India’s Democracy
Decline and Resilience
Join Professor Dr Rahul Mukherji, Modern Politics of South Asia Chair at the South Asia Institute, Heidelberg University, for a lecture and conversation with Professor Maya Tudor, Professor of Politics and Public Policy, Blavatnik School of Government.
The lecture will explore the reasons for the decline in India’s credentials as a liberal democracy. India is regarded as a competitive authoritarian regime, where competitive possibilities co-exist with autocratic propensities that have consolidated themselves over time. It will present the results of an analysis of 13 civil society organisations to infer which parts of civil society are most aggressively attacked and for what reason. It will finally conclude with reflections regarding the possibilities for resilience that still exist. The competitive authoritarian condition is an essentially unstable one. It provides more opportunities for democratic consolidation than the possibilities that may arise from a purely authoritarian condition.
Professor Dr Rahul Mukherji holds the Modern Politics of South Asia Chair at the South Asia Institute in Heidelberg University.

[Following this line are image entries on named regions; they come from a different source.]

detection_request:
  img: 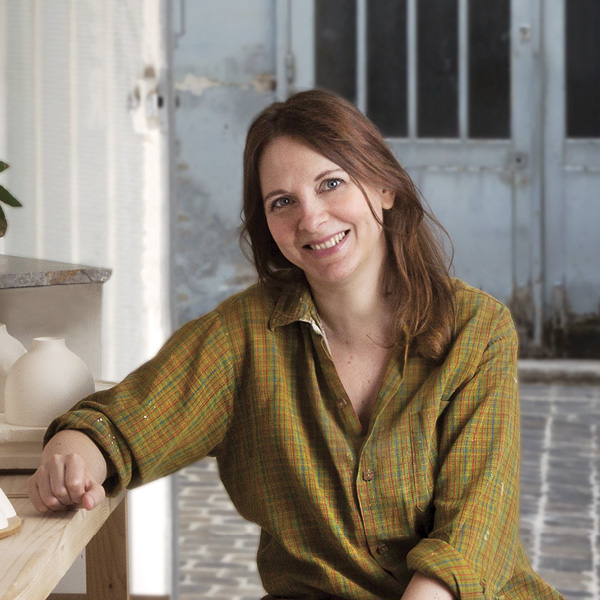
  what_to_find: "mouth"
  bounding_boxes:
[304,231,348,250]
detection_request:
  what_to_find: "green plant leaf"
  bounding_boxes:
[0,185,23,208]
[0,206,8,237]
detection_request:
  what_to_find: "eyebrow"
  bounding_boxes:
[263,167,344,202]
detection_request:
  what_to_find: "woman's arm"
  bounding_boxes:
[402,571,456,600]
[28,430,108,512]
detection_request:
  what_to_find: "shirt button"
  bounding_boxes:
[375,544,389,555]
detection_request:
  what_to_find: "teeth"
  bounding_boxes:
[310,231,346,250]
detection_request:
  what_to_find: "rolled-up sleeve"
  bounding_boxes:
[45,312,235,494]
[407,309,520,600]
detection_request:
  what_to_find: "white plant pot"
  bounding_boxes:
[4,337,94,427]
[0,323,26,412]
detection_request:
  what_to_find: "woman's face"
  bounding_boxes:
[259,136,393,288]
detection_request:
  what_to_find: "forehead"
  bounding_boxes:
[258,136,341,192]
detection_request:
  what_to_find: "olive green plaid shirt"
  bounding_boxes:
[48,282,561,600]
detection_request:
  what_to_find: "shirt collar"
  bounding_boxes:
[269,281,321,333]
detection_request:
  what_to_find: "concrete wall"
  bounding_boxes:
[172,0,275,325]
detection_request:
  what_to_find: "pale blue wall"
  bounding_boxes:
[172,0,275,325]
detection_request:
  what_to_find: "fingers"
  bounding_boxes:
[28,454,104,512]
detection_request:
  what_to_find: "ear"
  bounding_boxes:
[381,190,396,210]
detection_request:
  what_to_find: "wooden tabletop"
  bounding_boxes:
[0,473,129,600]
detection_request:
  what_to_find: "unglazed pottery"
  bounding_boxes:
[0,489,21,539]
[4,337,94,427]
[0,323,26,412]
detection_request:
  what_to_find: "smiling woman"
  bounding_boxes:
[30,91,561,600]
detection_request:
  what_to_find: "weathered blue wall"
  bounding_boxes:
[172,0,275,326]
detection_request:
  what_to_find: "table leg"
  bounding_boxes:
[85,498,129,600]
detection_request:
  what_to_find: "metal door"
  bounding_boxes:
[277,0,600,355]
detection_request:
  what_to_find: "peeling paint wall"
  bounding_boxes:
[172,0,275,326]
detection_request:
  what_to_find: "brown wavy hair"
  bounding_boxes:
[241,90,456,361]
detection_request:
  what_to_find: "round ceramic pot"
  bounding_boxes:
[0,323,26,412]
[4,337,94,427]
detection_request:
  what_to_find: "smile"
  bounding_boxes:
[307,231,348,250]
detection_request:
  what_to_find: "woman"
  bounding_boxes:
[30,91,561,600]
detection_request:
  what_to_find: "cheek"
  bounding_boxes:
[267,217,289,249]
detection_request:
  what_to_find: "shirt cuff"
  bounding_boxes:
[43,407,131,496]
[407,539,493,600]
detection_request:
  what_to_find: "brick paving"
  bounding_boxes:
[176,383,600,600]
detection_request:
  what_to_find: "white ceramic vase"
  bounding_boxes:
[4,337,94,427]
[0,323,26,412]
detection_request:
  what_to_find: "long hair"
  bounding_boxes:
[241,90,455,361]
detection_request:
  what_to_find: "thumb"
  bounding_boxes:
[81,478,106,510]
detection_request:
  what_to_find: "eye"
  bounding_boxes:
[323,177,343,192]
[269,196,291,211]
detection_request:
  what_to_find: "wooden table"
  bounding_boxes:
[0,473,129,600]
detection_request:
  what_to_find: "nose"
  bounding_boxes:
[298,198,327,233]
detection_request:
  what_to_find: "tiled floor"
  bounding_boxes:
[177,384,600,600]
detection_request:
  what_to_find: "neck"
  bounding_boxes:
[311,274,394,345]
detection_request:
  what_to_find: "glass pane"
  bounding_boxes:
[417,0,458,137]
[315,0,356,102]
[469,0,510,138]
[566,0,600,138]
[367,0,408,137]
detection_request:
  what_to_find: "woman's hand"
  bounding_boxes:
[28,430,107,512]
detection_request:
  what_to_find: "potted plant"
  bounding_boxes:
[0,160,22,237]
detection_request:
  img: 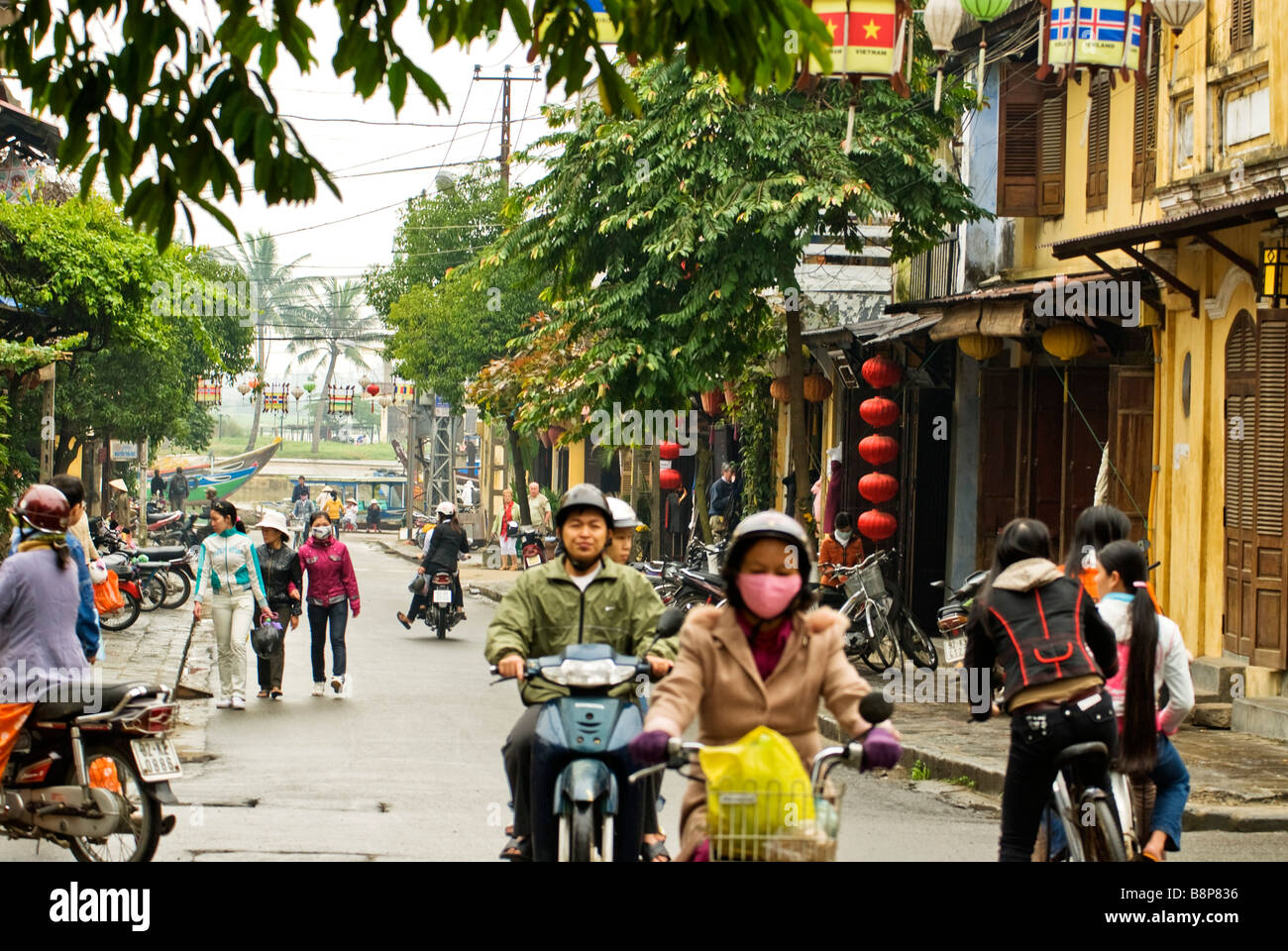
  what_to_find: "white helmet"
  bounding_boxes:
[608,498,640,531]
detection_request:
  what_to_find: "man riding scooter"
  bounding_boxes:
[484,483,675,861]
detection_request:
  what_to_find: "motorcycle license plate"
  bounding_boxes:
[944,637,966,664]
[130,740,183,783]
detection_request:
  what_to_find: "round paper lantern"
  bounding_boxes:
[859,472,899,502]
[1042,324,1092,360]
[804,373,832,403]
[859,509,899,541]
[859,397,899,429]
[862,356,903,389]
[957,334,1002,363]
[859,436,899,466]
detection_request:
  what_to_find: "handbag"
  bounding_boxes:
[94,571,125,614]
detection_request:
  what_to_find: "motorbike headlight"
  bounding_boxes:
[541,657,635,687]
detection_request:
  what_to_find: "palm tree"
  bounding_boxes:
[215,231,308,453]
[286,277,383,455]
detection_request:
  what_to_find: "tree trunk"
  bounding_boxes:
[787,310,810,524]
[307,350,337,456]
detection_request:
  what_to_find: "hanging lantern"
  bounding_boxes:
[957,334,1002,363]
[1042,324,1092,361]
[859,397,899,429]
[804,373,832,403]
[859,436,899,466]
[859,509,899,541]
[922,0,962,112]
[859,472,899,502]
[862,356,903,389]
[1154,0,1203,36]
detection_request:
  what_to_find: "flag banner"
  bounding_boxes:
[808,0,903,76]
[1046,0,1143,69]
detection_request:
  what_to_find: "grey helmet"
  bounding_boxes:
[555,482,613,532]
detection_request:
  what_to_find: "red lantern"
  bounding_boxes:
[859,472,899,502]
[859,509,899,541]
[859,397,899,429]
[862,356,903,389]
[859,436,899,466]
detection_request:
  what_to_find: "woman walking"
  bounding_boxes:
[300,511,361,697]
[255,511,304,699]
[192,498,273,710]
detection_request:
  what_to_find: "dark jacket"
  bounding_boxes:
[420,522,471,575]
[255,544,304,614]
[965,558,1118,719]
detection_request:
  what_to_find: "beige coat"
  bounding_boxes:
[644,605,871,861]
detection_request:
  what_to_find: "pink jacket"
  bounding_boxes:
[300,536,360,614]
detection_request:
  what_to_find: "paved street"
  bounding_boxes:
[0,537,1288,861]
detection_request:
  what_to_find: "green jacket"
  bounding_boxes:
[483,557,679,703]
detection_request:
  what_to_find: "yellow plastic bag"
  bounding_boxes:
[698,727,814,858]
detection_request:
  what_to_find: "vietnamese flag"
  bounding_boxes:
[810,0,898,76]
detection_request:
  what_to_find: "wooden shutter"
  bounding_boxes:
[1087,71,1109,211]
[997,64,1042,218]
[1231,0,1252,53]
[1038,84,1069,215]
[1130,18,1162,201]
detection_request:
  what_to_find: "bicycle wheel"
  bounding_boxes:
[899,608,939,670]
[1079,799,1127,862]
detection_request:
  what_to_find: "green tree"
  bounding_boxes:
[286,277,374,455]
[496,58,986,530]
[0,0,831,248]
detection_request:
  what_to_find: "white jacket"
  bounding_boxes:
[1096,594,1194,736]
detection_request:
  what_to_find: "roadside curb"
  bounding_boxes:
[818,710,1288,832]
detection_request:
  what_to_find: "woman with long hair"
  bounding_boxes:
[1096,541,1194,862]
[300,511,362,697]
[192,498,275,710]
[965,518,1118,862]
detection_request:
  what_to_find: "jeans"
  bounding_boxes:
[309,599,349,683]
[999,690,1118,862]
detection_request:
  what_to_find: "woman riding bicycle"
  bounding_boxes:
[1096,541,1194,862]
[631,511,901,861]
[965,518,1118,862]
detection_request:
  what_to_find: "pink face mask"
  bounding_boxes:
[738,571,803,620]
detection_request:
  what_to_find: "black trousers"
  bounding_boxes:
[501,703,662,836]
[999,690,1118,862]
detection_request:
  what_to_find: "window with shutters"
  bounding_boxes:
[1130,18,1160,201]
[1087,71,1109,211]
[997,63,1065,218]
[1231,0,1252,53]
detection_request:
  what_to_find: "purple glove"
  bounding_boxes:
[862,727,903,772]
[630,729,671,766]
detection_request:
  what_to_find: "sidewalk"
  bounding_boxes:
[818,672,1288,832]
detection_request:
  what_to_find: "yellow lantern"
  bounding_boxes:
[957,334,1002,363]
[1042,324,1092,361]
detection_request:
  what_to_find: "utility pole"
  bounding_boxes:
[474,64,541,194]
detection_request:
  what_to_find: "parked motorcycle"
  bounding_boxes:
[0,683,181,862]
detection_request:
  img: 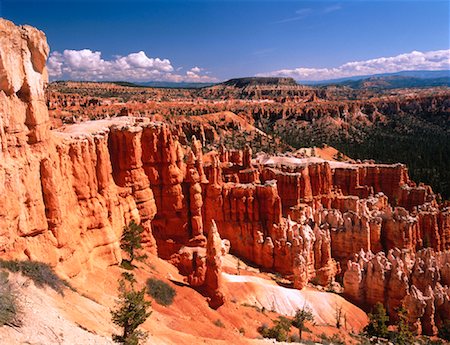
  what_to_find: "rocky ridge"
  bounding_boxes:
[0,20,450,334]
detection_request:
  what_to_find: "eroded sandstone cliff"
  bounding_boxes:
[0,20,450,334]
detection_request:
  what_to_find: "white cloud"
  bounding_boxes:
[323,4,342,13]
[47,49,217,82]
[257,49,450,80]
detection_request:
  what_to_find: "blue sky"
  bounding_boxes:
[0,0,450,81]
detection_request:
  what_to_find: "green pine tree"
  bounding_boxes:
[292,307,314,340]
[120,220,147,270]
[364,302,389,338]
[111,273,151,345]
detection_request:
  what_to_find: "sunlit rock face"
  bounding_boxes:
[0,19,450,326]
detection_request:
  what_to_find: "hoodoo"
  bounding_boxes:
[0,14,450,342]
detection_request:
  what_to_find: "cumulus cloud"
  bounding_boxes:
[47,49,216,82]
[257,49,450,81]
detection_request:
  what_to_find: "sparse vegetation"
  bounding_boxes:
[364,302,389,338]
[120,220,147,270]
[320,333,346,345]
[334,304,343,329]
[147,278,176,306]
[111,221,152,345]
[0,260,71,295]
[111,275,151,345]
[438,320,450,341]
[258,316,292,341]
[390,308,414,345]
[0,271,20,327]
[214,319,225,328]
[292,306,314,340]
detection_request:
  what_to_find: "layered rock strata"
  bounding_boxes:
[344,249,450,335]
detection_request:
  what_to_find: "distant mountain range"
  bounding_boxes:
[134,81,214,89]
[297,70,450,89]
[110,70,450,89]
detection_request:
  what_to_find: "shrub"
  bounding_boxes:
[438,320,450,341]
[292,307,314,340]
[391,307,414,345]
[0,260,70,295]
[0,272,20,326]
[111,277,151,345]
[120,220,147,270]
[364,302,389,338]
[258,316,291,341]
[214,319,225,328]
[147,278,176,306]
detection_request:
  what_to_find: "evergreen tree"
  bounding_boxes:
[120,220,147,270]
[392,307,414,345]
[292,307,314,340]
[111,273,151,345]
[364,302,389,338]
[111,221,151,345]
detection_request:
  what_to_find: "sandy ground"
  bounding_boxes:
[0,251,367,345]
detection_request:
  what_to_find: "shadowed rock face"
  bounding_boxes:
[344,249,450,335]
[0,20,450,326]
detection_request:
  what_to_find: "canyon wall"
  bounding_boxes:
[0,19,450,326]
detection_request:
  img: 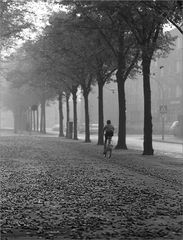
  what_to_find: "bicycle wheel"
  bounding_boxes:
[105,149,112,158]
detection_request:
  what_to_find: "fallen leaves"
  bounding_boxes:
[0,137,182,239]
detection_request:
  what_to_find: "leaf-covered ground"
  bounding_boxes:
[0,136,183,240]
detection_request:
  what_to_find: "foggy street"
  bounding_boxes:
[0,0,183,240]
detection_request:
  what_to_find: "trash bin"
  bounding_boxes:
[68,122,73,139]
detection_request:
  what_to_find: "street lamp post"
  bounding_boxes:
[153,66,167,141]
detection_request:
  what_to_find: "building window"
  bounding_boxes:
[176,61,180,73]
[177,37,182,49]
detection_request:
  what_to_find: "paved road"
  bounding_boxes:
[79,135,183,159]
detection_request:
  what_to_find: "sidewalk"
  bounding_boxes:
[153,135,183,144]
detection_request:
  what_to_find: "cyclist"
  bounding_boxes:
[103,120,114,154]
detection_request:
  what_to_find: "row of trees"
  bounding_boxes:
[1,1,182,155]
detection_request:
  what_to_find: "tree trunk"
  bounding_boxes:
[13,111,18,133]
[66,93,70,138]
[40,99,46,134]
[36,107,39,132]
[58,93,64,137]
[33,111,36,131]
[72,87,78,140]
[83,93,91,142]
[97,79,104,145]
[115,31,127,150]
[142,50,154,155]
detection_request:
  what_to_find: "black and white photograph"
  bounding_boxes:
[0,0,183,240]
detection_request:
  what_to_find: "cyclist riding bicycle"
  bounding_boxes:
[103,120,114,154]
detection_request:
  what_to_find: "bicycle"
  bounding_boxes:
[104,137,113,158]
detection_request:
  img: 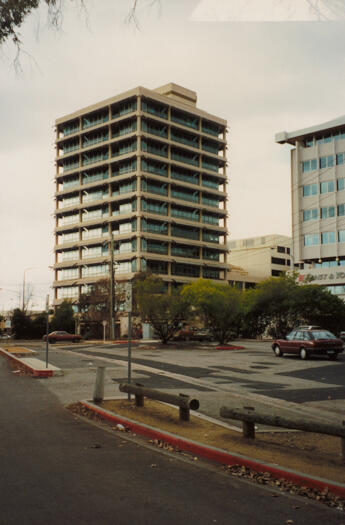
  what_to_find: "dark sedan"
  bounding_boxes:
[272,328,343,360]
[43,330,82,344]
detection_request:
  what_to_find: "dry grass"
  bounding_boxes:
[100,399,345,483]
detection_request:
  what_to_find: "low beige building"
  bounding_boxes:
[227,234,292,289]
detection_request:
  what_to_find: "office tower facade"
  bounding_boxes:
[54,84,227,304]
[276,116,345,299]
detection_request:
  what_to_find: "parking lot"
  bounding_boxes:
[8,341,345,417]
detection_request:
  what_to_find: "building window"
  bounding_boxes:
[321,232,336,244]
[302,159,317,173]
[303,184,317,197]
[303,208,319,222]
[336,153,345,166]
[337,179,345,191]
[320,155,334,169]
[271,257,287,266]
[320,180,334,193]
[304,233,320,246]
[304,137,314,148]
[338,204,345,217]
[321,206,335,219]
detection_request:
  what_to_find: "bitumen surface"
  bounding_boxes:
[0,359,345,525]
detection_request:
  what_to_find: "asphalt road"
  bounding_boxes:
[23,341,345,409]
[0,353,345,525]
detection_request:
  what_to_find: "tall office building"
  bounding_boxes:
[276,116,345,299]
[54,84,227,304]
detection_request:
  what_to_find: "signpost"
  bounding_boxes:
[46,295,49,368]
[124,281,132,401]
[102,321,108,343]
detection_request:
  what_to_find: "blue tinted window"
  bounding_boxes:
[321,232,336,244]
[304,234,320,246]
[303,184,317,197]
[320,180,334,193]
[337,179,345,191]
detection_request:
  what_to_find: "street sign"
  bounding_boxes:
[124,282,132,312]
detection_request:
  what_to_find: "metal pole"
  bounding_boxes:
[128,312,132,401]
[109,234,115,340]
[46,295,49,368]
[23,270,25,312]
[93,366,105,403]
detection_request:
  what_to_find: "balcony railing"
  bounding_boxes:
[171,151,199,166]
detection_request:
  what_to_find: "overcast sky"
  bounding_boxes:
[0,0,345,310]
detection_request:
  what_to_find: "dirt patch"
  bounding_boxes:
[94,399,345,483]
[2,346,37,356]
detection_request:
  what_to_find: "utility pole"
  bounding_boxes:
[108,233,115,340]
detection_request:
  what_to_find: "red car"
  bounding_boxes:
[43,330,82,344]
[272,327,343,360]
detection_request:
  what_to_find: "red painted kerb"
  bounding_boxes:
[81,401,345,498]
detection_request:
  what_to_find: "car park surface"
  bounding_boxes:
[43,330,82,344]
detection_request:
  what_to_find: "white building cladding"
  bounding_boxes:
[276,115,345,299]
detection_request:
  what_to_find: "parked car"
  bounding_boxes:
[0,334,12,339]
[339,332,345,341]
[43,330,82,344]
[190,328,212,341]
[272,327,343,360]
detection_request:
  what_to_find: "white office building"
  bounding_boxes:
[276,115,345,300]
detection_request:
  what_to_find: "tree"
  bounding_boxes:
[134,273,190,344]
[50,300,74,333]
[182,279,242,344]
[244,275,345,338]
[0,0,155,51]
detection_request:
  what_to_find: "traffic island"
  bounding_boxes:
[0,347,63,378]
[69,399,345,509]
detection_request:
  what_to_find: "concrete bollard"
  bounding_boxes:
[93,366,105,403]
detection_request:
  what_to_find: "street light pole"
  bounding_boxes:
[109,233,115,340]
[23,266,32,312]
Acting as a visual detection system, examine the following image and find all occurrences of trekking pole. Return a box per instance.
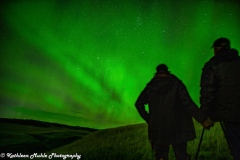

He was managing director of the South Asia Institute (2020-2022) and spokesperson for the Centre for Asian and Transcultural Studies (2021-2022) in Heidelberg. Mukherji had earlier served as an Associate Professor at the National University of Singapore (Singapore, 2008-2016) and the Jawaharlal Nehru University (New Delhi, 2006-2008). He has lectured at the University of Vermont (Burlington, 1999) and at the Hunter College of the City University of New York (New York, 1996-1998), as a PhD candidate and President’s Fellow of Columbia University’s Graduate School of Arts and Sciences (1997-1999). He has been a visiting scholar at the Research School of Pacific and Asian Studies of the Australian National University (Canberra, 2002), and at the Institute of Global Public Policy and Governance at Fudan University (Shanghai, 2023). Mukherji was a visiting professor at the Tata Institute of Social Sciences (Mumbai, 2023) and is currently a visiting research professor and the Bandodkar Chair in political economy at the University of Goa in India (2024-2025).